I'm still trying to figure out how to tell you all about this past week. It was pretty amazing. The small group I was in charge of bonded extremely well. We had 7 girls, 5 guys, a female adult and me. In our first small group session, I was afraid that I had been given a group of mute children that had chronic fatigue syndrome. They just sat there and looked around at each other and didn't say too much at all. Now, if you know me, you know that I have a lot of energy and that I don't do very well at just sitting there. And I like to talk. The first thought that came to my mind was that my small group was the antithesis of me. The second thought was that, because they were the antithesis of me, that they would end up thinking I was crazy or dumb or some combination of the two, and that would make for a pretty crappy week for all of us.
Well, we met for the required time and then sent them off to supper. When we met for our small group time, again, there had been some fascinating transformation. They were all talking and laughing and joking and moving around. It was wonderful. I raised my arms to the heavens and sang a loud "Hallelujah." Well, in my head, anyway. But the thing that really got me was, as we were leaving to go to evening worship, one of the girls said, "Shouldn't we sit together as a group at worship?" The other adult and I answered that we didn't have to, but if they wanted to that it would be great. They all agreed and we ended up sitting together. It was fantastic. And the bonding just continued from there.
I keep trying to write something, only to backspace and delete it all. Words just don't seem to be good enough to explain what I experienced. One of the volunteer staff told me at the beginning of the week that it would be life changing for me. I just smiled and nodded and disregarded what she had said. How would this be any different than any other youth event that I had been to in the past 10 years? Well, it was. And I'm glad.

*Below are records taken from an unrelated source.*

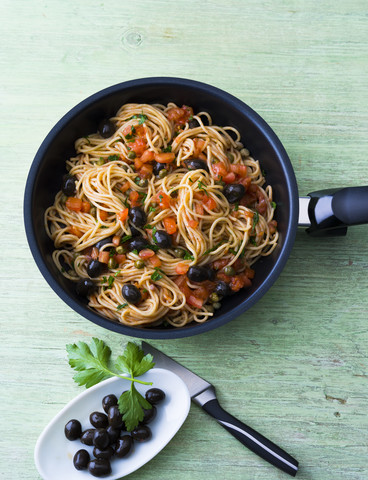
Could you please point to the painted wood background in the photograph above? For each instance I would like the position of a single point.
(295, 366)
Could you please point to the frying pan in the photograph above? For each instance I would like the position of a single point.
(326, 213)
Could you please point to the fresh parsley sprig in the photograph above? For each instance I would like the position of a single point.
(93, 365)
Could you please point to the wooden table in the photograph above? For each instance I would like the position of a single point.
(295, 366)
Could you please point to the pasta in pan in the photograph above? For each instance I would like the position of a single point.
(161, 215)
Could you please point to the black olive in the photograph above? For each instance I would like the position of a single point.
(196, 164)
(84, 287)
(108, 401)
(155, 395)
(95, 268)
(115, 417)
(101, 438)
(137, 243)
(123, 446)
(103, 242)
(141, 433)
(149, 415)
(157, 167)
(87, 436)
(73, 430)
(106, 453)
(114, 433)
(234, 192)
(98, 420)
(68, 186)
(81, 459)
(99, 467)
(131, 293)
(162, 239)
(198, 274)
(106, 128)
(137, 217)
(223, 289)
(193, 123)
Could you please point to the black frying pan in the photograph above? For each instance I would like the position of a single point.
(324, 213)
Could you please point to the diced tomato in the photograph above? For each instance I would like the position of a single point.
(146, 253)
(104, 256)
(182, 268)
(86, 207)
(74, 204)
(123, 215)
(170, 225)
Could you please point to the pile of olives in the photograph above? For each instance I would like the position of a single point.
(109, 437)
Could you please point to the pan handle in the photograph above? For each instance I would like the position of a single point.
(331, 211)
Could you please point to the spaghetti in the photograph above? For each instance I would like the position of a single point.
(161, 215)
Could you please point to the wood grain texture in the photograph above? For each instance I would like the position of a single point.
(295, 366)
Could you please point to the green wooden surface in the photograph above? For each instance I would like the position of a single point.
(295, 366)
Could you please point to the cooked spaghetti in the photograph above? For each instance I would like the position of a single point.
(160, 216)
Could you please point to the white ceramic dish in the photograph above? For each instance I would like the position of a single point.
(54, 453)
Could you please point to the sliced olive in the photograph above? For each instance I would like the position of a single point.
(106, 128)
(73, 429)
(155, 395)
(68, 185)
(234, 192)
(162, 239)
(138, 216)
(123, 446)
(81, 459)
(196, 164)
(131, 293)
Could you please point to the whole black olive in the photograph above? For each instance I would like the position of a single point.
(106, 128)
(95, 268)
(84, 287)
(68, 185)
(198, 274)
(138, 217)
(223, 289)
(108, 401)
(106, 453)
(162, 239)
(131, 293)
(87, 436)
(157, 167)
(101, 438)
(234, 192)
(137, 243)
(149, 415)
(98, 420)
(115, 417)
(99, 467)
(196, 164)
(114, 433)
(142, 433)
(103, 242)
(81, 459)
(73, 430)
(123, 446)
(155, 395)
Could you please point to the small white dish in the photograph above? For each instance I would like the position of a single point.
(54, 453)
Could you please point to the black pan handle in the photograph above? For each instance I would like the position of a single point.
(332, 211)
(246, 435)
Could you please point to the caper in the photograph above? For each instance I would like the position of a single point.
(179, 252)
(215, 298)
(229, 271)
(112, 263)
(139, 264)
(162, 173)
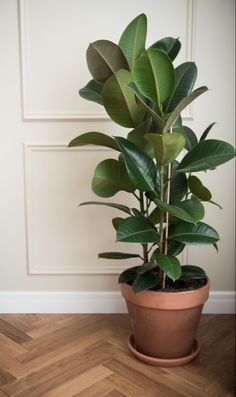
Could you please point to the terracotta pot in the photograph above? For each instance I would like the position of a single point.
(164, 324)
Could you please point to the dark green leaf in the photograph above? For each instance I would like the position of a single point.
(137, 230)
(182, 105)
(145, 281)
(141, 169)
(190, 272)
(198, 189)
(206, 132)
(92, 92)
(119, 100)
(193, 234)
(169, 265)
(117, 255)
(110, 177)
(169, 45)
(185, 77)
(132, 41)
(206, 155)
(113, 205)
(94, 138)
(154, 75)
(104, 58)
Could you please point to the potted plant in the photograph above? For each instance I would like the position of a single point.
(156, 163)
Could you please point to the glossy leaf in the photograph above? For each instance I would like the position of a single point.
(120, 207)
(198, 234)
(105, 58)
(146, 267)
(169, 45)
(206, 132)
(167, 146)
(154, 75)
(128, 275)
(187, 210)
(145, 281)
(185, 77)
(198, 189)
(132, 41)
(169, 265)
(182, 105)
(206, 155)
(110, 177)
(94, 138)
(137, 230)
(117, 255)
(190, 272)
(140, 167)
(119, 100)
(92, 92)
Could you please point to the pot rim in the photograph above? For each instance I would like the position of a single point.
(167, 300)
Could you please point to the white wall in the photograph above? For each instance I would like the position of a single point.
(47, 243)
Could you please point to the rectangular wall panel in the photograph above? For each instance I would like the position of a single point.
(54, 36)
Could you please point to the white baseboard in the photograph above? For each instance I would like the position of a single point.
(92, 302)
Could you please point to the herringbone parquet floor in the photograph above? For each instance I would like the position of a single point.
(44, 355)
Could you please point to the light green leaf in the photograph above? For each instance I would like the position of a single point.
(169, 45)
(137, 230)
(140, 167)
(112, 205)
(154, 75)
(169, 265)
(105, 58)
(92, 92)
(198, 189)
(182, 105)
(198, 234)
(117, 255)
(110, 177)
(119, 100)
(132, 41)
(145, 281)
(206, 155)
(167, 146)
(94, 138)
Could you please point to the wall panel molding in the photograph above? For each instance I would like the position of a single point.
(32, 110)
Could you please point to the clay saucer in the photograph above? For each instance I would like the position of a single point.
(162, 362)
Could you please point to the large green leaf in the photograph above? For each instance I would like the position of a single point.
(105, 58)
(169, 265)
(167, 146)
(92, 92)
(140, 167)
(94, 138)
(206, 155)
(188, 210)
(146, 281)
(169, 45)
(117, 255)
(193, 234)
(112, 205)
(182, 105)
(198, 189)
(206, 132)
(137, 230)
(110, 177)
(132, 41)
(119, 100)
(154, 75)
(185, 77)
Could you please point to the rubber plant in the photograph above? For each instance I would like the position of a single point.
(142, 90)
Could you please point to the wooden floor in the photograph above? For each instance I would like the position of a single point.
(86, 356)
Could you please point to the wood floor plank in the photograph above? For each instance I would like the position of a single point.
(87, 356)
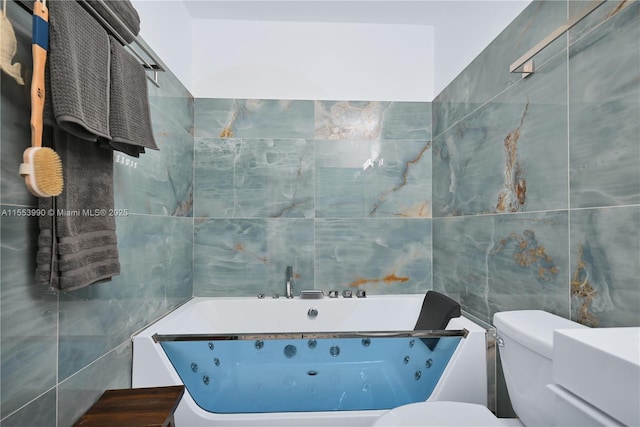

I'll work on putting some more of my experiences to words, to share with all of you. I hope that you can be patient and tolerant with me!!
Saturday, July 23, 2005
it is finished...
and i am
tired!!So, there was the potential for internet access this week, however, at the dorm in which I was sleeping, it required having your own computer and cord. I had neither, so then it would have required borrowing(begging) another one of the volunteer staff to use their computer, which in turn would have required them to go to their room to get it for me and bring it down into the lounge area, which is where the plug-in was. And the lounge was always full of various and random amounts of youth and adults and would have afforded little privacy. So there was no blogging this week (as you have probably noticed). So I will give you an overview of my week:
The leadership event I attended is a joint effort by all three synods in the state. It has been going on for 41 years (in some shape), and so has a big history and many traditions and memories. In the current form, you can begin after your freshman year of high school with the beginner's year. It covers leadership basics, Lutheran doctrine, low ropes initiatives, decision making, planning, and all sorts of things in between the celebration/worships and other large group activities. As a new volunteer, I was placed with this group because it is the year with the most structure and would be easier for someone with no previous experience to step into and become engaged. After your beginner year, your next year you move up to the advanced level, followed by the third and fourth level in consecutive years. I had little experience with those levels, so I could not say anything about them, really. The idea, however, is that they build on what was learned the previous years and continue to help the youth grow their gifts. After you have gone through all four levels you qualify for what is called staff in training, and after two years of that, the youth are allowed to come back as volunteer staff. And believe me, they keep coming back. There is also a week for adults to come to the event and participate, after which I think they are considered eligible to be staff, as well. Few people, it seems, come to the event as staff without prior exposure to the event.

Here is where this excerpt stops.